For a presentation, I am learning about the Cantor Set and how it is homeomorphic to the p-adic numbers. I was reading section two of this paper. In it it states that the Cantor Set has a vanishing Lebesgue measure.
Wikipedia says: Given a subset ${\displaystyle E\subseteq \mathbb {R} } $, with the length of interval ${\displaystyle I=[a,b]({\text{or }}I=(a,b))} $ given by ${\displaystyle \ell (I)=b-a} $, the Lebesgue outer measure ${\displaystyle \lambda ^{*}(E)} $ is defined as
$${\displaystyle \lambda ^{*}(E)=\operatorname {inf} \left\{\sum _{k=1}^{\infty }\ell (I_{k}):{(I_{k})_{k\in \mathbb {N} }}{\text{ is a sequence of open intervals with }}E\subseteq \bigcup _{k=1}^{\infty }I_{k}\right\}} $$.

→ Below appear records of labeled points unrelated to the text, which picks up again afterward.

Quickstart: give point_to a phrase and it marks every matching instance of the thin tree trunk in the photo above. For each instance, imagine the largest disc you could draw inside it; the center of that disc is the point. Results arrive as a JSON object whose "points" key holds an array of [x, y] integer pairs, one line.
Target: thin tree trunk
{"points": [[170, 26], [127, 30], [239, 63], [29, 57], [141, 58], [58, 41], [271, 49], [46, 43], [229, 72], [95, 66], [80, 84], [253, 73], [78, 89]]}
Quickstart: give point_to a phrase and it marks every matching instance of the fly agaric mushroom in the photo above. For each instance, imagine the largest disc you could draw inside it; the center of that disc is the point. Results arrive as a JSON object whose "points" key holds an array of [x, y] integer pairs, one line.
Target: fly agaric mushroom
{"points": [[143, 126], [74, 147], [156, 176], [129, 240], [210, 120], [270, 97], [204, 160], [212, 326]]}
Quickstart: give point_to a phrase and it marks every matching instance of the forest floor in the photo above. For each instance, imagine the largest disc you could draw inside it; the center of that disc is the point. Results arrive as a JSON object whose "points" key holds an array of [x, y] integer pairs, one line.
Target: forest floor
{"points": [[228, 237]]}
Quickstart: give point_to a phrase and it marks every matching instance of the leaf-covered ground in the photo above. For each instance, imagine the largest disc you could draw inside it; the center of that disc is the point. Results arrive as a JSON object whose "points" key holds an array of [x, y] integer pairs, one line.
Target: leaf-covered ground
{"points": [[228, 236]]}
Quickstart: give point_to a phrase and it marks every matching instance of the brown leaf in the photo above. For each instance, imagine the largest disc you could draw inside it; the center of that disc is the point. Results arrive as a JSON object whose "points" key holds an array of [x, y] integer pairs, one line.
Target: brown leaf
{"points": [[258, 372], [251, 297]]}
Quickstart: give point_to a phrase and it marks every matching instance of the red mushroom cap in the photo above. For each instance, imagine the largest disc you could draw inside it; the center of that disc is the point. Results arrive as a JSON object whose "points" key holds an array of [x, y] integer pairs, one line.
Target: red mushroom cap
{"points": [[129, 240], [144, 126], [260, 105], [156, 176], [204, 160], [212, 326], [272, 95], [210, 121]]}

Why would this be zero for the Cantor Set?
Show that the complement of the Cantor set in $[0,1]$ has measure 1. You will also have to use that the Cantor set is measurable, hence $\lambda^*([0,1]) = \lambda^*(E\cap[0,1]) + \lambda^*(E^c\cap[0,1])$, in which $E$ is the Cantor set.
What is your background on Measure Theory?